An 1834 US law reduced the weight of a gold dollar from its original specs.   The problem was that underweight silver Mexican coin was being exchanged for US gold coins that had too much gold in them.   New US half dollars were semi-protected by being held for bank reserves.     In 1792 the world ratio was 15 to 1.   In 1834 it was 15.75 to 1.   US gold coinage had been partly suspended, and overall was kept at a very low level from 1804 to 1834.    You are right.  That isn't going off bimetallism, just a belated exchange adjustment.   I should have said 1853.   At that point minor silver was made subsidiary in weight, but not the silver dollar.   The detachment from Mexican money came in 1857.

The dollar was minted in small quantities only, kept at full weight for trade purposes.   The 1873 law switched that to a non-legal tender trade dollar.   There was no discontinuation of silver coinage other than the dollar.   Quite the opposite.   In 1876 a hundredfold of minor silver was struck over what had prevailed annually a decade before.    In 1878 it was back to the regular dollar.   Lower silver prices made it in effect just another subsidiary coin.   The treasury tried but failed to force it into commerce to relieve deflation.   Then they issued paper notes and held the coin, and that worked perfectly.    It was still working when I was young, and I still have a small box of the blue seal dollar bills that were replaced by Federal Reserve notes in 1963.  They were mostly $1, but some $5 and $10 notes.  "Payable to the bearer on demand at the treasury of the U.S.A one dollar in silver coin."   Unlike an actual silver dollar in your pocket, that promise was cancelled.

The 1900 act did not make any silver coins less than fully legal tender.   True that the monetary supply could have been expanded by issuing tokens or more paper than there was any backing for.   Had such a law been passed authorizing it.   But that was perceived as a road to ruin.   Silver was accepted by the people, and so the political process grudgingly allowed it.   It's falling price was itself seized upon for token money.   By issuing vast quantities of it.
When the Federal Reserve was established in 1913, upon defeat of the Republicans, its mission was to incrementally print paper money in excess of the gold and silver backing it.    And here we are.  The usual story. 

Britain's story differs in detail of course, but had to follow the world situation overall. 


EWC

Quote from: bgriff99 on February 26, 2015, 11:07:20 PM
Britain's story differs in detail of course, but had to follow the world situation overall.

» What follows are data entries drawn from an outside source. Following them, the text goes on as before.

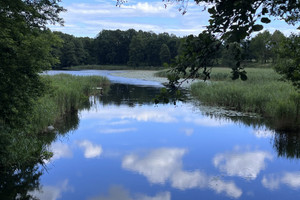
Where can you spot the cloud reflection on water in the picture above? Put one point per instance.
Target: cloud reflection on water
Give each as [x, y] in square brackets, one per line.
[273, 182]
[165, 164]
[90, 150]
[119, 193]
[49, 192]
[246, 165]
[60, 150]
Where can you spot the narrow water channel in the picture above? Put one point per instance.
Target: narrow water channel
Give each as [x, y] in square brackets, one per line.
[124, 147]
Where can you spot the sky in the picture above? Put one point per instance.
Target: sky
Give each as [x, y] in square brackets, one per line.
[86, 18]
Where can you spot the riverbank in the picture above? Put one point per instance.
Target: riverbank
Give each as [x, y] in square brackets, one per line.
[263, 93]
[111, 67]
[66, 94]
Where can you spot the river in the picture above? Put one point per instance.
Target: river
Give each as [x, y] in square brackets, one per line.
[125, 147]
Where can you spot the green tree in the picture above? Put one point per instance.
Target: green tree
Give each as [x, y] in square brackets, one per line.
[276, 39]
[137, 49]
[261, 46]
[165, 55]
[288, 63]
[25, 51]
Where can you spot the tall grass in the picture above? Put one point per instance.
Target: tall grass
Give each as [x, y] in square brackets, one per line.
[112, 67]
[66, 94]
[262, 93]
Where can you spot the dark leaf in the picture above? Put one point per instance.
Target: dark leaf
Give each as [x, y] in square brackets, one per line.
[265, 20]
[257, 27]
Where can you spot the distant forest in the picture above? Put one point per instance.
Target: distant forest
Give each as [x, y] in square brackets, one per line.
[140, 48]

True, but also I would tend to say that to a significant extent Britain was leading the direction of change in the 18th and 19th centuries, the USA tended to take over the reins in the 20th.  Most especially at Bretton Woods.

I sense we are to some extent at cross purposes – your focus being on the practical matter of maintaining a legitimate currency system.  My focus is more on telling a legitimate history of currency systems.  No contradiction of course, the two are intimately intertwined, just slight difference in focus.

As I understand it, England made silver legally good for all debts in 1666 – but then set up a seigniorage system, a central banking system and mint buy prices that completely contradicted that legal system, and allowed a wealthy elite to print rather a lot of high value paper backed by a rather limited amount of gold.

This system was loudly opposed by some who had strong democratic roots, such as Tom Paine and William Cobbett, and the sort of criticisms they made probably cast a longer shadow in the USA than they did in Britain.  Because the early political elite in the USA was itself deeply distrustful of central bankers in general, and especially the Brits.

When I was a schoolboy I was taught that attitudes deriving from the failure of the Latin Monetary Union around the time of the Franco-Prussian war directly contributed to WW1.  I wonder if such matters were still on the UK curriculum in Andyg's schooldays?